- Other names: Lipemia retinalis
- Specialty: Ophthalmology, Endocrinology
- Causes: Hypertriglyceridemia
- Diagnostic method: Ophthalmoscopy
- Treatment: Diet control, Insulin treatment

= Lipaemia retinalis =

Retinal disease caused by high amounts of triglycerides in the blood

Lipaemia retinalis (LR) also spelled as Lipemia retinalis is an eye disease caused by high amounts of triglycerides in the blood (hypertriglyceridemia) or Lipoprotein lipase deficiency (chylomicronemia). In this condition the retinal arteries and veins, and occasionally the entire fundus shows creamy-white to salmon-red discoloration.

==Signs and symptoms==
In early stage of lipaemia retinalis, creamy-white discoloration of retinal blood vessels occurs and in extreme cases the fundus become salmon red colour. Retinal changes occur in the peripheral vessels, gradually progress to entire fundus. Symptoms are caused by an increase in the level of chylomicron in the retinal circulation. Though visual acuity is not affected, electroretinogram amplitude may be decreased.

Since acute increase in triglyceride may be asymptomatic at first, retinal signs of LR are an important clinical sign of hypertriglyceridemia.
==Cause==
Lipaemia retinalis is a retinal disease caused by hypertriglyceridemia or chylomicronemia. Depending on plasma triglyceride level, the retinal arteries, veins or occasionally the entire fundus may show creamy-white to salmon-red discoloration. In primary hyperlipidaemia, LR occurs only in patients with increased chylomicron levels.
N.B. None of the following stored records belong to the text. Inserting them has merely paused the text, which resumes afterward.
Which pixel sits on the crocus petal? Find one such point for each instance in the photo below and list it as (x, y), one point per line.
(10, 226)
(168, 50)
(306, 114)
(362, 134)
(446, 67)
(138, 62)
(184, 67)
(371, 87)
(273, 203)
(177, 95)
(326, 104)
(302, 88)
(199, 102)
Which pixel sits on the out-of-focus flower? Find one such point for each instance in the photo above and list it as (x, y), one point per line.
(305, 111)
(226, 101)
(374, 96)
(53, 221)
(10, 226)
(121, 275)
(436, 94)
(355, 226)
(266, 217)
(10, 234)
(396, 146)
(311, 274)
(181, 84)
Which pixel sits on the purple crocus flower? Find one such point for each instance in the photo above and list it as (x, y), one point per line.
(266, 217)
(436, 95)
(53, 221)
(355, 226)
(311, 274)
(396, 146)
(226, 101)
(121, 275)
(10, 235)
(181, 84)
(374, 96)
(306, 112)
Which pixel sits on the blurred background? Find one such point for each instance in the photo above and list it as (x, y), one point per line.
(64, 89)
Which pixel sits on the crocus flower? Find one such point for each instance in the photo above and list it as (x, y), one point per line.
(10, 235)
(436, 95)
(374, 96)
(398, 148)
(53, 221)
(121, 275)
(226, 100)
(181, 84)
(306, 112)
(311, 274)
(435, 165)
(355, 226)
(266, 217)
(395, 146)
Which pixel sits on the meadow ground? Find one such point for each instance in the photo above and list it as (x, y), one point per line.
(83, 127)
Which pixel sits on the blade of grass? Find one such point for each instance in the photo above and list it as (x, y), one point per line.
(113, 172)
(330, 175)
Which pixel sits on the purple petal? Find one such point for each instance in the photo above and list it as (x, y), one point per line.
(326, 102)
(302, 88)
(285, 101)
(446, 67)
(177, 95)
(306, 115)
Lipaemia retinalis occurs commonly with familial hypertriglyceridaemia, and rarely with combined hypertriglyceridaemia. Although serum triglyceride levels above 1000 mg / dL can cause eye symptoms such as xanthoma, xanthelasma and arcus senilis, lipaemia retinalis is most commonly seen when the triglyceride level is above 1500 mg / dL. Changes in fundus are more pronounced when triglyceride levels exceed 2,500 mg / dL.

==Grading==
Vinger and Sachs classified lipaemia retinalis into three grades. Early lipaemia retinalis with creamy white discoloration of peripheral retinal vessels is classified as Grade 1. When the discoloration extends towards optic disc, it is graded as Grade 2 and when retina becomes salmon red it is classified as Grade 3.

==Treatment==
When the serum triglyceride is under control by proper dietary control and or insulin, the changes in the retina and electroretinogram changes return to normal.
==Epidemiology==
According to Brunzell and Bierman, lipaemia retinalis occurs in 23% of patients with chylomicronaemia and they says it may be considered as a rare disease only because of lack of routine fundoscopic examination.

==History==
In 1880, Heyl first described lipaemia retinalis and in 1970 Vinger and Sachs introduced a grading system to describe its stages.

==Other animals==
Increase in serum triglyceride can cause lipaemia retinalis in cats also.